And having taught the kids how to be civil, every adult member of the school's staff - administrators, teachers, aides, secretaries, custodians - should demand from the students and each other civil behavior on every occasion. That means confronting and correcting uncivilized behavior, wherever it happens and every time it happens, no matter how distasteful such confrontations are to the faint-hearted. The moral death knell of a school is the final product of a timorous hear-no-evil, see-no-evil, speak-no-evil faculty/staff syndrome.
Establish a daily assembly which all students and faculty are obliged to attend. Although common in independent schools, such assemblies are almost unheard of in public schools. The closest they come is an announcement period over the public address system. That's a pity. A ritual beginning each day with everybody in the enterprise in the same room is probably the single most effective way to build a sense of belonging, a feeling of community, among both teachers and students. It is a time not just for announcements, but for congratulations and commiserations, for celebrations of individual and group achievements, for conferring honors, for defining and promoting community projects, even for happy birthdays. It is, quite simply, a daily occasion for belonging to each other.
Eat with the kids. In most schools, the last place you would find a teacher not assigned to lunch duty is in the cafeteria. Teachers don't like to go there because the language they hear is offensive to their ears, the noise is unbearable, and nobody likes to get caught in the middle of a food fight, all such things, of course, that wouldn't happen if the teachers ate with the kids. Much more important, though, such self-imposed separations from kids tell the kids straight on that the teachers don't want to be with them, that the community of the school has at least two parts and locations, the teachers in the faculty room and the kids somewhere else, but not with them.
Train the whole faculty and administration in mediation and conflict resolution skills. Then train the students, too. Promote an atmosphere that truly values verbal communication rather than threats and assaults as the avenue to resolution.

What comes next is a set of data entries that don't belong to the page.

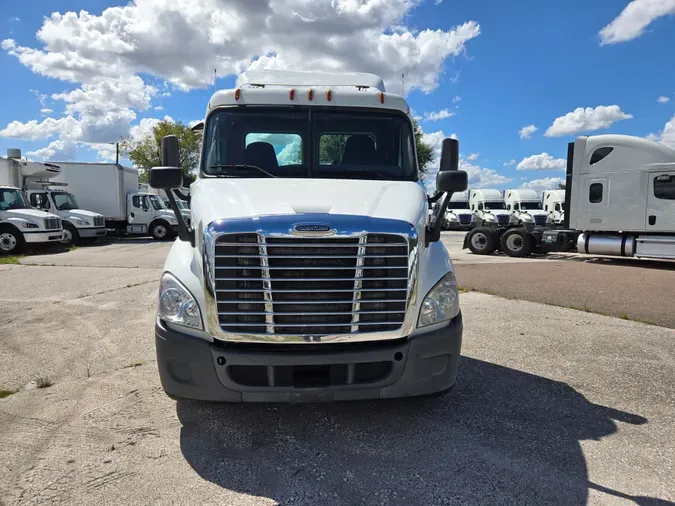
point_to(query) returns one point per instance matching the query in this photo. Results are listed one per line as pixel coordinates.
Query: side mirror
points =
(452, 181)
(169, 176)
(449, 155)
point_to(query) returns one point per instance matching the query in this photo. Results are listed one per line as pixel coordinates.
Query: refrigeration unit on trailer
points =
(459, 215)
(308, 274)
(489, 208)
(553, 202)
(525, 207)
(20, 224)
(112, 190)
(619, 201)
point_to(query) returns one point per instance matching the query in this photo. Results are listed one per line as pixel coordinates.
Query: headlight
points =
(177, 305)
(441, 303)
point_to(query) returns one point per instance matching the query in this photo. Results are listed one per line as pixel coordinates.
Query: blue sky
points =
(494, 67)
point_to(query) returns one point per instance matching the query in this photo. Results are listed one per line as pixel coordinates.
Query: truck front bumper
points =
(424, 363)
(88, 233)
(50, 236)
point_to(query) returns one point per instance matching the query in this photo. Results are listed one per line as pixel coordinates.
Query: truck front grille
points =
(310, 286)
(52, 223)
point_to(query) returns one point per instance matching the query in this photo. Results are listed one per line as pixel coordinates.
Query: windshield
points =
(458, 205)
(495, 205)
(12, 199)
(299, 143)
(64, 201)
(156, 203)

Establish a dress code. Not a dress code that tells the kids what they must wear, but what they can't wear. No dirty, torn, or ragged clothes. No multi-colored hair. No clothes with writing on them. No outlandish logos. Shirts with collars. Neatly cut hair. No gang or club emblems or styles. No deliberately clashing colors or styles. Critics of dress codes almost invariably claim that it isn't what you wear that counts, but what you are inside. That's simply not so, and our language proves it. The words "costume" and "custom" have the same root and mean what you wear and how you act, respectively. They come together in the word "habit," which means both what you wear and how you behave. Ditto "decorate" and "decorum." How you decorate yourself and how you behave are the same thing. To establish a dress code is explicitly to provide limits on appearance and behavior, limits that provide the necessary boundaries that adolescents and teenagers need to help define what is appropriate. A number of other critics assert that a dress code stifles kids' individuality. To that I say Amen! The last thing that most teenagers need is more confusion about who they are. They need limits, not license.
Celebrate the kids' work. Put up their art and their good papers everywhere there is empty wall space in classrooms and in halls, and change the displays frequently. Take pictures of kids doing school things - playing in games, acting in plays, explaining things in clubs, eating, standing around talking, dancing, listening to other kids' bands - and display the pictures all over the place, frequently changing these, too.
There are dozens of other small ways to do things right that can transform our schools. Moral transformation will come from within, not from without. All of the money in the world and all of the think-tanks in the ivy leagues can't make it happen until the people who live in the schools, the students and the teachers, want it to happen and efficaciously set about to make it happen. The kids will follow the adults' lead if the adults choose to lead.